Mr. Icahn says: “He’s now the young gunfighter who wants to show he beat the older gunfighter with a big reputation. He just likes pounding himself on the chest.”
And there was an incident when the two men reportedly got into an argument at a restaurant when Icahn offered to settle the dispute by giving $10 million to the charity of Ackman’s choice. Ackman said the money belonged to Gotham Partners and refused.
Then there was the time investor David Tisch asked Ackman about Icahn. Icahn wanted to invest in one of Tisch’s funds and Ackman told him to think better of taking Icahn’s money.
According to the NYT, though, Tisch and Icahn don’t remember ever hammering out a formal offer for investment.
Meanwhile in Court, Icahn and Ackman’s lawyers went to war for 7 years. Finally in October 2011, Icahn’s final appeal was denied and Ackman was awarded $9 million.

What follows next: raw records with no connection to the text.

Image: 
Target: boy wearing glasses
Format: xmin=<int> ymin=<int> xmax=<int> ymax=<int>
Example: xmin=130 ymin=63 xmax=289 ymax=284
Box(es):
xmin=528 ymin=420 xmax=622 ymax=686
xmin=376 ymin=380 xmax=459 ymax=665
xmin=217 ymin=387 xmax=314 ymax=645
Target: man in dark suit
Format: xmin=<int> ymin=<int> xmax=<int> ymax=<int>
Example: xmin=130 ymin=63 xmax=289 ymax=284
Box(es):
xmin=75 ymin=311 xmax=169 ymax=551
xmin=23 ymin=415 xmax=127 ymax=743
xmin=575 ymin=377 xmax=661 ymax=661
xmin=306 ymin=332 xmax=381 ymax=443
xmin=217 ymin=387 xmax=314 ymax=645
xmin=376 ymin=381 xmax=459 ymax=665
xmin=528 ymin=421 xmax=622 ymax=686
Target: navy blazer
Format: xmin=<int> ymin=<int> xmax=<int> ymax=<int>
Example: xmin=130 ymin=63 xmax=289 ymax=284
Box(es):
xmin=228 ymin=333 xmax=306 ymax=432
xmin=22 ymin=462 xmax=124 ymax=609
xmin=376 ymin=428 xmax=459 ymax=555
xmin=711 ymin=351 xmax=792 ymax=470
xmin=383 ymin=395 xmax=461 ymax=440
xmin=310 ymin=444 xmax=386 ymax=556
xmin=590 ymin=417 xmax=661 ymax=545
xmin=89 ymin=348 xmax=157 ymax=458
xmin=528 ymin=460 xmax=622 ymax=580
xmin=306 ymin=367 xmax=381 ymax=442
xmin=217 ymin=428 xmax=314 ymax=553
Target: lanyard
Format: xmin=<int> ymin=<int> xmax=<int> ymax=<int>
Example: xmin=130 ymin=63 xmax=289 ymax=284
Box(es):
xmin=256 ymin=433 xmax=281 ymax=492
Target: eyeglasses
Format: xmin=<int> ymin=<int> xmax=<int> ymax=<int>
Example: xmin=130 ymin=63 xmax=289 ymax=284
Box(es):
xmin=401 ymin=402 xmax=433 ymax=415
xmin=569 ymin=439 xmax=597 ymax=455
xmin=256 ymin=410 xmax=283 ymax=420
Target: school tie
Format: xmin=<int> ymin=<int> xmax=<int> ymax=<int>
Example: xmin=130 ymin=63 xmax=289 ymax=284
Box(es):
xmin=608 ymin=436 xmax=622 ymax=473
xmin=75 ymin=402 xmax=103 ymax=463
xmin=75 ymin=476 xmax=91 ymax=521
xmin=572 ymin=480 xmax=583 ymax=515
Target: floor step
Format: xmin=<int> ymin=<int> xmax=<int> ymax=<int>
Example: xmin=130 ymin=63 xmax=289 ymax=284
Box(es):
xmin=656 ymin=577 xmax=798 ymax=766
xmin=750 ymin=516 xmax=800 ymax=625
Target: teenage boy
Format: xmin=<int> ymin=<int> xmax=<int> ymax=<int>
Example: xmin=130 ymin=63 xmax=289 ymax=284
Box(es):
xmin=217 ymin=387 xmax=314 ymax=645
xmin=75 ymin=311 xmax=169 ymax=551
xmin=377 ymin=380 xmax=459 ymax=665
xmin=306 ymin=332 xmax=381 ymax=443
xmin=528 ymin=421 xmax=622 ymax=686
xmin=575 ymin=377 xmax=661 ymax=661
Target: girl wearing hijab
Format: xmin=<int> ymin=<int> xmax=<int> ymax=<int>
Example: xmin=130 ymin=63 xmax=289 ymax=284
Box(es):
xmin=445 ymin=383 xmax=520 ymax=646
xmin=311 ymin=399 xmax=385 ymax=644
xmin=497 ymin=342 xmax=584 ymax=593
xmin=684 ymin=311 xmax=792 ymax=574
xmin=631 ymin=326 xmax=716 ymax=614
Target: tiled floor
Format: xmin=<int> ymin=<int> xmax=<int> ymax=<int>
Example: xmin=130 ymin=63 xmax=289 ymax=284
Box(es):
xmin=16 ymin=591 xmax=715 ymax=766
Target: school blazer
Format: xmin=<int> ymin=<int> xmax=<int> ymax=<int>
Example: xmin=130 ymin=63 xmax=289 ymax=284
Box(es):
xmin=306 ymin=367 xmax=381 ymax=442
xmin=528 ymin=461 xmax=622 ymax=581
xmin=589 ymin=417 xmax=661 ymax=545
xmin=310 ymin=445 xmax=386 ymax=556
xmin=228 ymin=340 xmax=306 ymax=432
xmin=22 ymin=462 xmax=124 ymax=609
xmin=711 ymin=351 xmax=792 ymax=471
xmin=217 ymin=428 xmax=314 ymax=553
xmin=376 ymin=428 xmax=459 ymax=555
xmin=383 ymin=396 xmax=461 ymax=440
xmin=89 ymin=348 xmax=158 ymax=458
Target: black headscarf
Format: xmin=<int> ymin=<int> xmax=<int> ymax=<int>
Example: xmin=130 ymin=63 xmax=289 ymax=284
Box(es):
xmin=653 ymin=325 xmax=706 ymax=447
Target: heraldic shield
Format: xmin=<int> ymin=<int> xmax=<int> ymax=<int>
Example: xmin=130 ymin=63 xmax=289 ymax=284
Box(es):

However, to this day it’s well known that Ackman and Icahn dislike each other. Even the New York Times Dining section has mentioned it. In a September 2012 piece about how NYC restaurant staffs accommodate their most loyal patients, this little gem appeared:
At Marea, Michael White’s Italian restaurant on Central Park South, for instance, the hedge fund manager William A. Ackman is a regular and one of many customers who rates an NR, never refuse. What the computer does not say (but the general manager, Rocky Cirino, knows) is that servers can never seat Mr. Ackman next to Carl C. Icahn, another big Wall Street name. The two have sued each other.
Now it looks like Herbalife is the next battlefield for these two. Buckle up.